Nouvelle étape dans l’exploration du théâtre romain de Shakespeare, le dernier spectacle de Jean Boillot, Le sang des Amis était présenté au TAP, scène nationale de Poitiers, du 11 au 14 mars 2009. Cette fresque historique, réécrite par Jean-Marie Piemme à partir de Jules CésaretAntoine et Cléopâtre de Shakespeare, invite pendant près de 2h40 à découvrir les entreprises de personnages historiques. Ce projet ambitieux semble pourtant perdre son souffle sous certains effets, rappelant les «super productions» des films américains, d’une monstration parfois déroutante. Entre tentative de théâtre politique et surenchère du spectaculaire, le public reste  souvent perplexe.

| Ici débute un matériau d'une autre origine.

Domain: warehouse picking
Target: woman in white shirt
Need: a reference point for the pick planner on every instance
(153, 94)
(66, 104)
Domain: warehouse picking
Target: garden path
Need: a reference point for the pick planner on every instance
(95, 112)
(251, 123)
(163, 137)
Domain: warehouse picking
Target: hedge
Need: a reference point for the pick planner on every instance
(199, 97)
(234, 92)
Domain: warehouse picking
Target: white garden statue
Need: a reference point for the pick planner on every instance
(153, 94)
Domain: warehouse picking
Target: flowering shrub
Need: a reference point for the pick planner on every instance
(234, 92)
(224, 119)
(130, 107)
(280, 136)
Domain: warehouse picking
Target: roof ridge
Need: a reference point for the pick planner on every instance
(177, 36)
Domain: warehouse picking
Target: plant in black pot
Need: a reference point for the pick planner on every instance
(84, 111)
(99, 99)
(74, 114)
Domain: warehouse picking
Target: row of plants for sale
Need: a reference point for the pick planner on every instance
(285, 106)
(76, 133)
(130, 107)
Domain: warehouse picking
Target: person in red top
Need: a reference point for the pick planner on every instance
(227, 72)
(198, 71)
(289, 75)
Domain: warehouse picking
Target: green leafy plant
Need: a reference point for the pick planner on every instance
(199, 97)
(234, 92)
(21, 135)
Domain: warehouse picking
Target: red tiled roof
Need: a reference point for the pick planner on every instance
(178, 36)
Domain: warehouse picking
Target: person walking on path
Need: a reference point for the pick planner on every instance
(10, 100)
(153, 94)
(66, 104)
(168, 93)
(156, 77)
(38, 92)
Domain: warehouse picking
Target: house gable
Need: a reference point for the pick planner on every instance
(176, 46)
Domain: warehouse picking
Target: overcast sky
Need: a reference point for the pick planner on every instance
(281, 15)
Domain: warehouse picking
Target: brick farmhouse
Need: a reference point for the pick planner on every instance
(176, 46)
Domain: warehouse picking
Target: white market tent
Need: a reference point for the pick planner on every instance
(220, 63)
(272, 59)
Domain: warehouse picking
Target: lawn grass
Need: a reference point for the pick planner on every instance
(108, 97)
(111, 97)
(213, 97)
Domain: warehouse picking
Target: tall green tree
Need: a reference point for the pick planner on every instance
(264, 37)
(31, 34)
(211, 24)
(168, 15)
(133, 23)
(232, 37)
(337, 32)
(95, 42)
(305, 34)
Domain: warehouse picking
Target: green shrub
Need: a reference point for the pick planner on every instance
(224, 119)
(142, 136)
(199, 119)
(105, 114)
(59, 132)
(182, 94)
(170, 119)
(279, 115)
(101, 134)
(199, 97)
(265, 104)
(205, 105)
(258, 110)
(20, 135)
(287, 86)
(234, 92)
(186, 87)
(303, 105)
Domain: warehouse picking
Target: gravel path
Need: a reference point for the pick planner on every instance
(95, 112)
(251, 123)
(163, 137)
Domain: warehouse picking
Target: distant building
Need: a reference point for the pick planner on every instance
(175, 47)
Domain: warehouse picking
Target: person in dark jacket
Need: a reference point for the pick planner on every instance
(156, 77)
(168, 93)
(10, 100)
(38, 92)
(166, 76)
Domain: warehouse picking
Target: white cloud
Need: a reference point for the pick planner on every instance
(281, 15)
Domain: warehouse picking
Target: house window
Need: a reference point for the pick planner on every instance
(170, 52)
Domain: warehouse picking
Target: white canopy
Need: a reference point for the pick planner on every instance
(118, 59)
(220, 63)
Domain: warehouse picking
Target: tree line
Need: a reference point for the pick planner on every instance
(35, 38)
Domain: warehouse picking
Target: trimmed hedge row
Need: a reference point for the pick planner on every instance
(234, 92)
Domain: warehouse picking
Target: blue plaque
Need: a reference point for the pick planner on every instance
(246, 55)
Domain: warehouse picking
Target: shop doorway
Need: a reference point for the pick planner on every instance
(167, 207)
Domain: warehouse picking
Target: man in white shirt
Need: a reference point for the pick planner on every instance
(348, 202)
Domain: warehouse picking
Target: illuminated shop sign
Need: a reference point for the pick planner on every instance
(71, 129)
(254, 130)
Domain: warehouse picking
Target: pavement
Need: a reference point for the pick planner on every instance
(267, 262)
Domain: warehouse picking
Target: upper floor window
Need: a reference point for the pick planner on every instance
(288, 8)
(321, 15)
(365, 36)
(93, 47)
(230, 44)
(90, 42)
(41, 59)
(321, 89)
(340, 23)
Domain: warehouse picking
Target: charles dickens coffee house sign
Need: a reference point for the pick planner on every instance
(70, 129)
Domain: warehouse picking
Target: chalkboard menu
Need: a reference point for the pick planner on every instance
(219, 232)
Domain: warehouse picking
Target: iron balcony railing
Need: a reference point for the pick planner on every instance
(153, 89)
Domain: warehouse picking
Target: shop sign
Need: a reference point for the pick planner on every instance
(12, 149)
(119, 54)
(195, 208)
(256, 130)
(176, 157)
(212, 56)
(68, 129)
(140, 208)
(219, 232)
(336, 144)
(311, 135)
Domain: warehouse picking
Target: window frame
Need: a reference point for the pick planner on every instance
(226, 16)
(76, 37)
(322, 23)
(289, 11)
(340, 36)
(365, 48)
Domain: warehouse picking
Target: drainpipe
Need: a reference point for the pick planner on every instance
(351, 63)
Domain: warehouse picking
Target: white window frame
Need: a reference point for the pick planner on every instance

1Le Sang des amis d’après Plutarque et Shakespeare, texte de Jean-Marie Piemme

2Mise en scène: Jean Boillot

3Dramaturgie: Christophe Triau

4Scénographie et costumes: Laurence Villerot

5Sonographie: Sébastien Naves et Laurent Sellier

6Interprètes: Adama Diop, Roland Gervet, Philippe Lardaud, Julie Pouillon, Isabelle Ronayette, Mahdi Bourayou, Laurent Conoir et Jean Boillot.

7Du 11 au 14 Mars 2009 au TAP, scène Nationale de Poitiers

Interroger l’Histoire

8La première a lieu le mercredi 11 mars 2009 au Théâtre Auditorium de Poitiers — qui d’ailleurs coproduit l’œuvre: Jean Boillot présente sa dernière création, Le Sang des amis. L’affiche présente une couronne de laurier encerclant des figurines humaines qui en surplombent une quantité d’autres, comme si elles les écrasaient: ce spectacle interroge les liens entre l’amitiéet le pouvoir, l’amour et l’état, les rapports entre les hommes.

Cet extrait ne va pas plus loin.